Não é apenas o Acordo a prova dessa destruição compulsiva da memória. O legado português na Ásia foi completamente ignorado e desleixado. Para quem viaja nesse continente e vai verificando em placas, relatos e memoriais que “os navegadores” apregoados pelos tuk-tuks estiveram em toda a parte antes de toda a gente, desembarcando na Índia, na China, no Japão, na Birmânia, no Vietname, estabelecendo-se no Sião e no Ceilão, deixando incontáveis nomes, famílias, arquiteturas, tradições e uma influência gastronómica considerável, fica surpreendido pela ausência de relações com as nações com as quais tivemos trocas comerciais e culturais importantes. Olhar para os restos imperiais em Cochim, e os defuntos centros de intercâmbio cultural que nunca funcionaram porque nunca neles foi investido um cêntimo, verificar o afastamento da gente da Índia, da gente da Malásia, da do Sri Lanka ou da Tailândia, atestar a ignorância das misturas linguísticas, desconhecer as legiões de Fernandos e Fernandes que ainda guardam a memória circulante do império e da língua, é constatar que rasurámos a nossa História.

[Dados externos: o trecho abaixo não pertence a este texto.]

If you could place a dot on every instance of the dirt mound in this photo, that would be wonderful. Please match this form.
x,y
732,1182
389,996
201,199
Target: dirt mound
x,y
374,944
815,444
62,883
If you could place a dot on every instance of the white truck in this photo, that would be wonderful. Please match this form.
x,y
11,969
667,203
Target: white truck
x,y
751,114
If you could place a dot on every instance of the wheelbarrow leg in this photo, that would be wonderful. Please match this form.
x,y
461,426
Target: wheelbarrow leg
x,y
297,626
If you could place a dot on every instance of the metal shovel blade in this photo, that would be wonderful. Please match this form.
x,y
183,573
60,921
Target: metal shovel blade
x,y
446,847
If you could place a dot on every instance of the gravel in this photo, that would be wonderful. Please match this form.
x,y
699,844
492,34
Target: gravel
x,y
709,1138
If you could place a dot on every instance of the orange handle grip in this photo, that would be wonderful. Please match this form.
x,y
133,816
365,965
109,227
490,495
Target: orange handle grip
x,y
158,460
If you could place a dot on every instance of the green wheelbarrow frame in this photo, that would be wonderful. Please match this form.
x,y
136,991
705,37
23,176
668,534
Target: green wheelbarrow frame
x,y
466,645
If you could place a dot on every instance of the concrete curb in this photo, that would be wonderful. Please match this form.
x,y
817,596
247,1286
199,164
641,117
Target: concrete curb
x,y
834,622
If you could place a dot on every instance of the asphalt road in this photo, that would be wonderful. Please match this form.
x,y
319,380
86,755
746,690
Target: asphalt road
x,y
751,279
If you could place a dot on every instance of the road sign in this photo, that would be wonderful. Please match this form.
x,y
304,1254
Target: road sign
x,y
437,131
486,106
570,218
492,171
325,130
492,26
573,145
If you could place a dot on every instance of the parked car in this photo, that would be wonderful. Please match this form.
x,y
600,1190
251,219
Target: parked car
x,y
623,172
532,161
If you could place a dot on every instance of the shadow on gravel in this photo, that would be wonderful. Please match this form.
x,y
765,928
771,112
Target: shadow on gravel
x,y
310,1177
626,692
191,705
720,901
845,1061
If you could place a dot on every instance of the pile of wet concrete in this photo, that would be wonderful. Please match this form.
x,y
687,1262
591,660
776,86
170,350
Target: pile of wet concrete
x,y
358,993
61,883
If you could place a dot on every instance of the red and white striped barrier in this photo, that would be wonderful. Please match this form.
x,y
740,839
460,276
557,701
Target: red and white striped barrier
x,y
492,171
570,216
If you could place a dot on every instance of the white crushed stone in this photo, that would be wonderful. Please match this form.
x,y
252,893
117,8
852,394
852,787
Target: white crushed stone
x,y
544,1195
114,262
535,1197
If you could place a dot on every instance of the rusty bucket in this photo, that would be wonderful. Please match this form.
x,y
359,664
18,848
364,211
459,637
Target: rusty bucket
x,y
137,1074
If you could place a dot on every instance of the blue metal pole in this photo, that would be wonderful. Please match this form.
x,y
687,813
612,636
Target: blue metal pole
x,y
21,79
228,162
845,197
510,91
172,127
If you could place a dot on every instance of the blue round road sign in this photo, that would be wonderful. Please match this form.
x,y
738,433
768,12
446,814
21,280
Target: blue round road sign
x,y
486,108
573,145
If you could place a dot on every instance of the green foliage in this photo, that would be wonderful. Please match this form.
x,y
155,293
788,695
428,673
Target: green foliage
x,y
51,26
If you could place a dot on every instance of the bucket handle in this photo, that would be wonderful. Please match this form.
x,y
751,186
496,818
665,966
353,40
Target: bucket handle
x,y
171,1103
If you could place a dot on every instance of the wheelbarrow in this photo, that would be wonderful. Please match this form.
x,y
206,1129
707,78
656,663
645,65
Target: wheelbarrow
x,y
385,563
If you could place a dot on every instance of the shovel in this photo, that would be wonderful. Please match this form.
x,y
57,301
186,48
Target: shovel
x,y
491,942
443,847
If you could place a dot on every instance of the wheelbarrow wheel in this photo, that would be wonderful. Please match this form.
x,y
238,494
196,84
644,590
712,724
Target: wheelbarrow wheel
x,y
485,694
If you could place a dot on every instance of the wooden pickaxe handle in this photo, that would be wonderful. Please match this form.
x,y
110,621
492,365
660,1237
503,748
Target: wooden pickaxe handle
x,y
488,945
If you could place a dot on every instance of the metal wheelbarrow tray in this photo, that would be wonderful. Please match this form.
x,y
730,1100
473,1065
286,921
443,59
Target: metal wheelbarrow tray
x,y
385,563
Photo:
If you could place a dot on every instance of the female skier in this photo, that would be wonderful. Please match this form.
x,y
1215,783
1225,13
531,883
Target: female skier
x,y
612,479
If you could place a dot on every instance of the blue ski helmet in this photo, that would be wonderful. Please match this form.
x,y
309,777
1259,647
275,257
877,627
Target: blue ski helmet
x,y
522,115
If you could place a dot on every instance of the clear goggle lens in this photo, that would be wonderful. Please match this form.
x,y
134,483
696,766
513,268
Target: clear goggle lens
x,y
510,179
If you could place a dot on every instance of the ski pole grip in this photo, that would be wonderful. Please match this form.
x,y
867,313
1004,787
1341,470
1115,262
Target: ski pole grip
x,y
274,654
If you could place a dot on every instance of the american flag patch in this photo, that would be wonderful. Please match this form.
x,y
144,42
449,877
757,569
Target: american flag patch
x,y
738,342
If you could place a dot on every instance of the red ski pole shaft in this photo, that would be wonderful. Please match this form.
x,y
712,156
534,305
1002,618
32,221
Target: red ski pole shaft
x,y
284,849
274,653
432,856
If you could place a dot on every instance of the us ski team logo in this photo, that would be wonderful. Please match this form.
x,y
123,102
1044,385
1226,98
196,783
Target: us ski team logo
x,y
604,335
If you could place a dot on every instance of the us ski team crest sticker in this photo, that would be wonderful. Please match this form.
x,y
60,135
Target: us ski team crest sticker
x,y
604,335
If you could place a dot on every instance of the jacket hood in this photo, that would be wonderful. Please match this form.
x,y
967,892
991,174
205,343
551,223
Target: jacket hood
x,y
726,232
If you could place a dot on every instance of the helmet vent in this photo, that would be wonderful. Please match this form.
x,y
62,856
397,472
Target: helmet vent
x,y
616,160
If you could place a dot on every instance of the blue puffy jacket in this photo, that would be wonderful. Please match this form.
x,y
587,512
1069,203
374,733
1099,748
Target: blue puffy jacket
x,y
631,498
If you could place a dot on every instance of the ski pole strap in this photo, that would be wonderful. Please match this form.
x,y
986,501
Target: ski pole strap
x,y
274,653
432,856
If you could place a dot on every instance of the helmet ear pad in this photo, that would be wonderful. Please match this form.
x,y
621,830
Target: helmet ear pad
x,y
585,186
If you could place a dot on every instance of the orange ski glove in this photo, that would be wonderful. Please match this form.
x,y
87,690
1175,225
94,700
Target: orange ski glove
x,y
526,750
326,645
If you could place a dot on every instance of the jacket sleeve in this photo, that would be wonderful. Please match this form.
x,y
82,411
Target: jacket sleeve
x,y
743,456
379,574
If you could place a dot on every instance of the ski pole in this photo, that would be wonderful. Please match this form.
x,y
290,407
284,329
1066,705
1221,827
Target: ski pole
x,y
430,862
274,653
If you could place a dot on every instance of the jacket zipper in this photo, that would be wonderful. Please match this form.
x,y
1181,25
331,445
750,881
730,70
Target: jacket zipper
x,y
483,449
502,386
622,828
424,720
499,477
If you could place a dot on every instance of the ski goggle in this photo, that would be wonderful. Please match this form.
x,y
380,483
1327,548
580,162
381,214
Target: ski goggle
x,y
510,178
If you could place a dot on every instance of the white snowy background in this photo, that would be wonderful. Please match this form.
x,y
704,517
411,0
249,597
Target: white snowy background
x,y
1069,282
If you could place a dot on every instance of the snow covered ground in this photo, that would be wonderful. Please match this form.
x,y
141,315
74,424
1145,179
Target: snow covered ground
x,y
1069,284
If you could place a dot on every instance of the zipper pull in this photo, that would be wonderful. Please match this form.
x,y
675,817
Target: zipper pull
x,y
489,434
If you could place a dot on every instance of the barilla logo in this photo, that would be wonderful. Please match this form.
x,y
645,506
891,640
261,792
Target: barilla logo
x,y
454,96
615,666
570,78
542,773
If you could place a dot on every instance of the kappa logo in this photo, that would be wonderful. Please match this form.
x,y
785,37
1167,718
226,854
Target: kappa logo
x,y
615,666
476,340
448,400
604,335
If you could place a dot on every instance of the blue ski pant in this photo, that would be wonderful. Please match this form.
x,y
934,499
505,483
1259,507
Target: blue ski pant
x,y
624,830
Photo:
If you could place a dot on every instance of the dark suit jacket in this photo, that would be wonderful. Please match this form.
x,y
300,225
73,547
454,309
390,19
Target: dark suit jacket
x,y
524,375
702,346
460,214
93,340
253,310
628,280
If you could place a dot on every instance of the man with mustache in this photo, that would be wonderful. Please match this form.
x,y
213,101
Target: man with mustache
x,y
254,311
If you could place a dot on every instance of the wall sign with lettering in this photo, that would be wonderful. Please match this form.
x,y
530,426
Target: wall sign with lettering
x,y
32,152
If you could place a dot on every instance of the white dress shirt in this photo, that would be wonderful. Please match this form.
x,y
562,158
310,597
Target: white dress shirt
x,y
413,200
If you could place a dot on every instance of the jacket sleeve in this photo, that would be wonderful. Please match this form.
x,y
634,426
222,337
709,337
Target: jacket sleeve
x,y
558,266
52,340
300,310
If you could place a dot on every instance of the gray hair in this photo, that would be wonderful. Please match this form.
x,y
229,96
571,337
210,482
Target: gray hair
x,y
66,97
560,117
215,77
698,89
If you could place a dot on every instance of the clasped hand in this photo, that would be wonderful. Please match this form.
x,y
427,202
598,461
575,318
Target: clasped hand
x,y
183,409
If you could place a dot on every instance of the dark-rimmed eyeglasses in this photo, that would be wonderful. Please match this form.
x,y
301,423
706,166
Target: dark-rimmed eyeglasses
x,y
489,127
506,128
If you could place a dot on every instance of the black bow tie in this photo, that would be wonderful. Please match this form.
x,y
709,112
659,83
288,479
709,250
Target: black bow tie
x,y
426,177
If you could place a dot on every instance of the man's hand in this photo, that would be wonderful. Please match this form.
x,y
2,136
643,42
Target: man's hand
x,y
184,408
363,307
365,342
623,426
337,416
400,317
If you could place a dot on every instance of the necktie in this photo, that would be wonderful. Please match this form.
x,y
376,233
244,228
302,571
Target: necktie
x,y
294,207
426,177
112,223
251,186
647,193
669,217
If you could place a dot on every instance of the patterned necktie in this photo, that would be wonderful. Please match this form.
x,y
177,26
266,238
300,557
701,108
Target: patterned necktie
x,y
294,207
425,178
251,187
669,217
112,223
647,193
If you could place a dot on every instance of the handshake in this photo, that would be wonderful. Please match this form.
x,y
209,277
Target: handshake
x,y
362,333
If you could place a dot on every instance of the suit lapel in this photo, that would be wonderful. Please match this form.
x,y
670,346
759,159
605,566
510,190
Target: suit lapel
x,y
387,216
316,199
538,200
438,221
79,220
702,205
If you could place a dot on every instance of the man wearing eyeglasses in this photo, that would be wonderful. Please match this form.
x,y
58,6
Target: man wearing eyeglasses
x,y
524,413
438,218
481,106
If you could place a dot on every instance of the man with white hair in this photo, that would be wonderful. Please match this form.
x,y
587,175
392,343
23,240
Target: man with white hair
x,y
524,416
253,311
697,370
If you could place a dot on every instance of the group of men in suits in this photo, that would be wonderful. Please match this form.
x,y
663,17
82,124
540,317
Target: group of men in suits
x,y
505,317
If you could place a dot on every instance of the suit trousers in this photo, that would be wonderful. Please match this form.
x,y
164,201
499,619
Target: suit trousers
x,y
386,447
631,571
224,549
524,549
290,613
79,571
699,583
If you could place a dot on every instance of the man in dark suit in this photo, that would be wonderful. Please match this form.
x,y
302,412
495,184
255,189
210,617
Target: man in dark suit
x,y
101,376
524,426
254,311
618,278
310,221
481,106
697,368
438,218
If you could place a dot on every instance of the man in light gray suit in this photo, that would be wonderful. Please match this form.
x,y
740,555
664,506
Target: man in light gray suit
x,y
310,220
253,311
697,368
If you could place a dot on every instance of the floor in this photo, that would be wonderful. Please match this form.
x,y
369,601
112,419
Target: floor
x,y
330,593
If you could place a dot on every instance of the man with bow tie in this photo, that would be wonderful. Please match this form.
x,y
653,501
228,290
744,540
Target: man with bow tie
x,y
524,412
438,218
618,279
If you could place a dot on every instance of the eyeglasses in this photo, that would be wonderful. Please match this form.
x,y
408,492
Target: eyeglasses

Na Tailândia, existem fios de ovos, bem como uma doçaria que é a herdeira direta da doçaria conventual portuguesa, à base de açúcar e ovos. Uma senhora improvável chamada Maria Guyomar de Pinha, casada com o aventureiro Constantino Phaulkon, se encarregou de cozinhar à portuguesa fazendo jus à origem lusitana misturada com a japonesa e a bengali. Em Hong Kong, os pastéis de nata ganharam vida própria e tornaram-se nativos das padarias. Na Birmânia, a presença portuguesa ultrapassa a onomástica e revela-se em lendas e narrativas como a de Felipe de Brito e Nicote, uma personagem de ficção que dava pelos nomes de rei do Pegu ou rei de Sirião. Por toda a Ásia, vemos os traços da nossa influência linguística, arquitetónica e gastronómica, militar e cultural. Nada fizemos por isto. As coisas foram sobrevivendo apenas porque foram sobrevivendo, por força do uso e do costume, perdidas as referências. E agora, os que usam as antigas tradições incorporaram-nas como suas, esqueceram eles mesmos a origem das práticas e dos nomes.

Portugal não existe na Ásia, para o cidadão comum. Ou existe. Existe no rosto pixelizado de Cristiano Ronaldo nos anúncios luminosos, e nas proezas futebolísticas. Digam a um asiático eu sou português e ele responderá, Cristiano. Dos navegadores por mares nunca dantes navegados é o que resta.